Permission checks for change_override_url_urlnode and change_shared_fields_urlnode are broken.

[mrmachine]

django-fluent-pages/fluent_pages/adminui/urlnodechildadmin.py

Lines 187 to 201 in f079fd9

	def has_change_shared_fields_permission(self, request, obj=None):
	"""
	Whether the user can change the page layout.
	"""
	opts = self.opts
	codename = '{0}.change_shared_fields_urlnode'.format(opts.app_label)
	return request.user.has_perm(codename, obj=obj)
	def has_change_override_url_permission(self, request, obj=None):
	"""
	Whether the user can change the page layout.
	"""
	opts = self.opts
	codename = '{0}.change_override_url_urlnode'.format(opts.app_label)
	return request.user.has_perm(codename, obj=obj)

These checks are triggered on page types (polymorphic child models) where self.opts.app_label is something other than fluent_pages. But the permissions are only created for UrlNode model (which belongs to fluent_pages app).

django-fluent-pages/fluent_pages/models/db.py

Lines 117 to 120 in f079fd9

	permissions = (
	('change_shared_fields_urlnode', _("Can change Shared fields")), # The fields shared between languages.
	('change_override_url_urlnode', _("Can change Override URL field")), # Fpr overriding URLs (e.g. '/' for homepage).
	)

It looks like this has been the case for a long long time. I can only guess that it has never been noticed because everyone is using superuser accounts (which have all permissions, even permissions that don't exist).

Or perhaps another more recent change has only recently surfaced the issue. When I try to create a page with a staff account, I am told to fix the errors below (but there are none). I assume the error is that the read only override_url field is (None) instead of an empty string, and because it's read only, no field is shown.

[mrmachine]

I tried to work-around this issue by manually creating change_override_url_urlnode permissions for all my page models. Now staff accounts can create pages. But they are still unable to edit the override_url field on existing pages, even though they have the permission.

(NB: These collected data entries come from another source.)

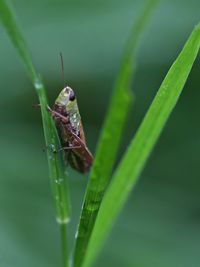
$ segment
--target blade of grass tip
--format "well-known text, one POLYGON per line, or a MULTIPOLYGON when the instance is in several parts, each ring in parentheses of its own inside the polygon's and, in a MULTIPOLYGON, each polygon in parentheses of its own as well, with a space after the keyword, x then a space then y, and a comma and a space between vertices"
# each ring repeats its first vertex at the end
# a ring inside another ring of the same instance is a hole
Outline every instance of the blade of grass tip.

I traced this down to the fact that django-fluent-pages is doing an object level permissions check, which as far as I know will always return exactly zero permissions, unless some additional package package (e.g. django-guardian) is configured to handle object level permissions.

Here, we are doing an object level permissions check:

https://github.com/django-fluent/django-fluent-pages/blame/f079fd96bbe1d7e40d812b00e985ea3ff24220b4/fluent_pages/adminui/urlnodechildadmin.py#L201

Here, Django is returning zero permissions if obj is not None:

https://github.com/django/django/blob/617e36dc1ede2a311dfd03f18432b31cbfe4c0f7/django/contrib/auth/backends.py#L76-L77

Seems like django-fluent-pages should only be doing an object level permissions check if it knows object level permissions are configured and safe to use?

[mrmachine]

On further investigation of object level permissions. I can't imagine it's even a useful thing to check object permissions for these two permissions at all? If I understand correctly, even though we give the user permission to change the override URL field for all our page models, we will also need to explicitly assign the same permission to every single user and every single page instance?

I think django-fluent-pages should not check object permissions in these two methods. Perhaps not anywhere, and certainly not when it isn't sure there is a compatible implementation of object permissions in use?